Tras su compromiso, la vida de Teresa se convirtió en un caleidoscopio de acontecimientos. Cada día traía nuevas impresiones y pequeñas alegrías. Eduardo se esforzaba por hacerla sentir parte de su mundo. La presentaba a familiares y amigos, la invitaba a cenas y veladas donde compartía historias de su infancia, sus éxitos y las divertidas travesuras de su juventud. Teresa escuchaba, encantada con la riqueza de los destinos humanos, y sentía que poco a poco empezaba a comprender esta nueva cultura, sus valores y costumbres.
Tomó clases de árabe, intentando dominar la escritura desconocida y la compleja pronunciación. Las primeras lecciones parecían casi imposibles: sonidos que no existían en su lengua materna, letras combinadas en formas inusuales; todo era a la vez intimidante y atractivo. Pero Teresa lo comprendió: para formar parte de un nuevo mundo, tenía que abrazarlo por completo, abrazar su espíritu.
Los paseos por las antiguas calles de Dubái eran especialmente conmovedores. Estrechos senderos de piedra, antiguos mercados perfumados con especias y fruta fresca, tranquilos patios con fuentes; todo parecía un cuento de hadas cobrando vida ante sus ojos. Compartió sus impresiones con Eduardo, rió con él, se maravilló con todo lo nuevo y disfrutó de los momentos sencillos en los que el tiempo parecía detenerse, dejando solo felicidad.
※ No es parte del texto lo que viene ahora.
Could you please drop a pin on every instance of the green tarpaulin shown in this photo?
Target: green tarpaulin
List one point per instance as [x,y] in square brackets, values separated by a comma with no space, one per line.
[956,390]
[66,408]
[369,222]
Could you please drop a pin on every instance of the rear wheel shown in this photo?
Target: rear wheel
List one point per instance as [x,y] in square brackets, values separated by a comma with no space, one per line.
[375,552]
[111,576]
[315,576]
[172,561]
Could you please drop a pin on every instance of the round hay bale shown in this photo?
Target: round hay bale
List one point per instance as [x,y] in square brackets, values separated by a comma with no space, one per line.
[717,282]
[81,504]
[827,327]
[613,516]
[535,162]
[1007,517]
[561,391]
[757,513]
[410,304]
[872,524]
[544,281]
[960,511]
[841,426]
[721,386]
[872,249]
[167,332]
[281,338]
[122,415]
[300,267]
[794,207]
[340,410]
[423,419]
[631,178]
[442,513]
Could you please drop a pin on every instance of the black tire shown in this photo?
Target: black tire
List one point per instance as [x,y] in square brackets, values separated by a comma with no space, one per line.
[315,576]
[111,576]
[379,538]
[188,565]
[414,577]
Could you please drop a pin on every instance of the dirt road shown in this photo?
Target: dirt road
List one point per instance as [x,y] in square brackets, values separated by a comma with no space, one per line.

Los preparativos de la boda estaban en pleno apogeo. Teresa participó en cada ritual con gran entusiasmo. De particular importancia fue la noche de henna, una tradición impregnada de simbolismo y belleza. Las mujeres de ambas familias se reunieron en una habitación decorada con cojines de seda, donde las artesanas pintaron meticulosamente patrones de henna en las manos y los pies de la novia. Con cada línea y rizo, Teresa se sentía parte de esta familia, parte de una cultura tan extraña y a la vez tan atractiva.